To make social distancing and managing the property easier, Grand Wailea is currently operating just 400 of its 756 rooms and taking other measures to provide plenty of space for guests to enjoy their stay.
"We were running at literally 95% for the last four years, and we expect demand to be softer as we reopen," Oliver said. "We plan to open our restaurants in a phased approach, starting with two restaurants plus room service and then opening the rest in phases as occupancy builds. Along the same lines we have six of 12 shops open, but guests can book personal shopping experiences for any shops, including those that are closed, and can also use our virtual shopping guide and have items dropped off at their rooms."
Oliver said in some ways the pandemic has been a boost for getting guests to adopt new technology that was previously catching on at a much slower rate, such as QR codes that enable them to download things such as restaurant menus, spa services and general resort information directly to their smartphones.
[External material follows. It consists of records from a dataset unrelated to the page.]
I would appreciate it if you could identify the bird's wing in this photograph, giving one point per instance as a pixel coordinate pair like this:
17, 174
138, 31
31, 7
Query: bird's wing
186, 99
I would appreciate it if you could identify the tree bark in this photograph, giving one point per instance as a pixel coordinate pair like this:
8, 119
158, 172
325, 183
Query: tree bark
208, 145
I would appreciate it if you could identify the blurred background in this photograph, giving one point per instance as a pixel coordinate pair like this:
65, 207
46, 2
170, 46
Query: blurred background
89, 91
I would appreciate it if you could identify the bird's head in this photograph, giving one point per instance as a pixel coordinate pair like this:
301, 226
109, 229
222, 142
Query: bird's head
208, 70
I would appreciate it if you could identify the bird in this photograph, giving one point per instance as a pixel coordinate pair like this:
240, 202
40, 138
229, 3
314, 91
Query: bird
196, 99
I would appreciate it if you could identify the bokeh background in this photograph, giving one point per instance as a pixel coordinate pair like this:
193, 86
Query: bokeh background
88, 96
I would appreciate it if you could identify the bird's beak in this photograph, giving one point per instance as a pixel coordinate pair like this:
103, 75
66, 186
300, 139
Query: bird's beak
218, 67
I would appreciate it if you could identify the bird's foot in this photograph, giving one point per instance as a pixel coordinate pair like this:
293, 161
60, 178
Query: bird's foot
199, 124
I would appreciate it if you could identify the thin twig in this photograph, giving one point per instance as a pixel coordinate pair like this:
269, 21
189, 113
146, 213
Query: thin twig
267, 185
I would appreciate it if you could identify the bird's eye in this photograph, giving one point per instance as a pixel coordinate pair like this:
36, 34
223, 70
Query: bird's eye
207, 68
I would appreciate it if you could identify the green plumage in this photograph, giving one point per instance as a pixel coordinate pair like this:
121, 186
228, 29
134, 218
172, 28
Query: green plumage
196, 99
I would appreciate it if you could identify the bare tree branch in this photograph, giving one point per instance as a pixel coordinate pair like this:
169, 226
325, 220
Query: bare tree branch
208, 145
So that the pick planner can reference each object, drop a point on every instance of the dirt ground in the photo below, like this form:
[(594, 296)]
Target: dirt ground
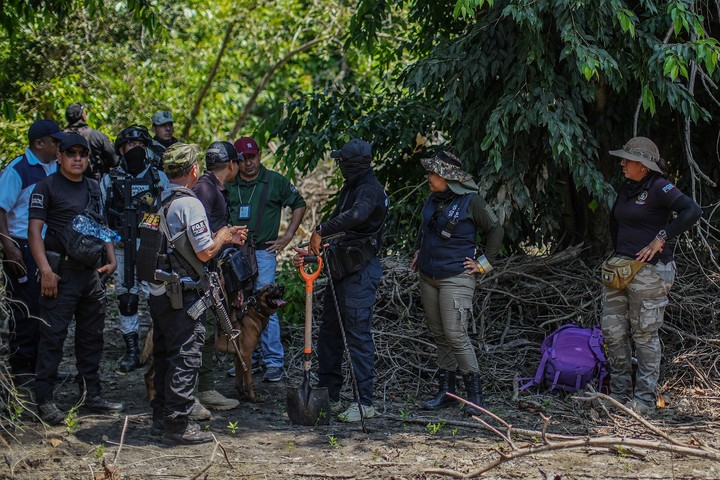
[(257, 441)]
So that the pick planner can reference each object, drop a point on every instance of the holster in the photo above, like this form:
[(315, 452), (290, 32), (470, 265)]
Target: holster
[(54, 261), (174, 292)]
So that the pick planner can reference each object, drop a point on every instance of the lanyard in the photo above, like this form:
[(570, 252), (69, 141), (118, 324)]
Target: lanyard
[(251, 194)]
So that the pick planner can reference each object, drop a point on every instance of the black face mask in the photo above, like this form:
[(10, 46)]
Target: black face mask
[(135, 160), (351, 168)]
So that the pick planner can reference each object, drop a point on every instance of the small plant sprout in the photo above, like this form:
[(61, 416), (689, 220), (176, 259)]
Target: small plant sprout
[(232, 426)]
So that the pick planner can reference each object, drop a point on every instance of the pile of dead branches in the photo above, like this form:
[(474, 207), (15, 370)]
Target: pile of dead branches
[(517, 305)]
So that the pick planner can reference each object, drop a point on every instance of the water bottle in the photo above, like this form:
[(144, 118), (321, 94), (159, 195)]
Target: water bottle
[(86, 226)]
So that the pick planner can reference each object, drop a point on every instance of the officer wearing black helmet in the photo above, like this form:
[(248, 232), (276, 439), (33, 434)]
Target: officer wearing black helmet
[(127, 192), (221, 161), (102, 156)]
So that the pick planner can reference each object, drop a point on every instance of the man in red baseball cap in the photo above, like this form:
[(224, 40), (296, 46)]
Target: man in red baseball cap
[(256, 199)]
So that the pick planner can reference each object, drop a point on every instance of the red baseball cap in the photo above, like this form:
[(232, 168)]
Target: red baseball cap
[(246, 145)]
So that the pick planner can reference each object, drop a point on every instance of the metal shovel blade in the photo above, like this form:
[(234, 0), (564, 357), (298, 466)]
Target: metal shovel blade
[(308, 405)]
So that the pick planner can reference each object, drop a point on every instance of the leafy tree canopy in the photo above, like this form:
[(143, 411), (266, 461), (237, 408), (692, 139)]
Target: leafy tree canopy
[(531, 95)]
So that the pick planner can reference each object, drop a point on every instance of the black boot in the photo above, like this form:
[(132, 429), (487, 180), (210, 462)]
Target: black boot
[(178, 431), (446, 382), (96, 403), (474, 392), (131, 360)]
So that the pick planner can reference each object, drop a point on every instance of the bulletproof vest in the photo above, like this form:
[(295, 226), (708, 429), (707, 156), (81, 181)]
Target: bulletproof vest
[(155, 251), (143, 191), (448, 236)]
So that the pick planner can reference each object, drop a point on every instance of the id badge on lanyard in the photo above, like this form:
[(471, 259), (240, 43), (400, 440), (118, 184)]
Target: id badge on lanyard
[(244, 212)]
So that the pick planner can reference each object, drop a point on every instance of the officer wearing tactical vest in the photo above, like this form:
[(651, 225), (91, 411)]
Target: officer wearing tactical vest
[(70, 264), (183, 243), (127, 192), (221, 161)]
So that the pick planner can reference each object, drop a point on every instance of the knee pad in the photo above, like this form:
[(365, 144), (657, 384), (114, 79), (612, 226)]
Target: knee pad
[(128, 304)]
"We had all these elements in place, like the virtual concierge service, before the pandemic, but people were not really buying in," he said. "People are creatures of habit, but now they are buying into a lot of these processes that we're promoting, and that's really changing how we can streamline communication and services."
Some of the rooms that are not currently in use have been reappropriated for services that are in particular demand during the pandemic. A few rooms were completely redone as private "gym pods" with Peloton stationary bikes, treadmills, free weights and other equipment. Each one can be reserved for a private workout or an individual session with a trainer, and the resort is leaving 90 minutes between each booking for full cleaning and sanitization.
"One thing we've heard is that people right now don't want to be around other people sweating it out in a big, indoor gym," Oliver said. "We also have 43 beautiful acres to take advantage of, and we are looking to take programs outside using our garden spaces, luau grounds and other areas to make a bootcamp area and hold other activities."
Grand Wailea is also rolling out new services for guests who are taking advantage of work-from-home flexibility to take their office on the road and children attending school via the internet.
The Grand Wailea team has spent the last seven months reimagining the guest experience and how the resort functions with local, federal and brand standards for health and safety in mind.
Guests can request a room or area at the hotel with their own workstation, including a monitor, conferencing equipment and other supplies. Grand Wailea also offers IT support, desks, school supplies and on-demand tutors for students. The tutors are an included amenity, and Oliver said he was overwhelmed by the level of interest from the community of Maui teachers.
"We haven't gotten a lot of folks yet who want to come to Hawaii to work, but homeschooling has been coming up, and I think the pandemic is really changing the way people are traveling," he said.
In a typical year, according to Oliver, the two weeks after Thanksgiving are very slow, and then the holiday season ramps up; the final two weeks of the year, he added, are extremely busy. Now, he has seen demand through December even out as guests and their children have more flexibility to take their responsibilities on the road.
"Any hotel or resort where the staff is engaged feels like a living, breathing entity," Oliver said. "There's a feel to it, an energy created by the people. It's not about bricks and mortar, it's about engagement and creating experiences. I don't want to sound hokey, but that's why I'm in it. I can't wait for those interactions with guests again."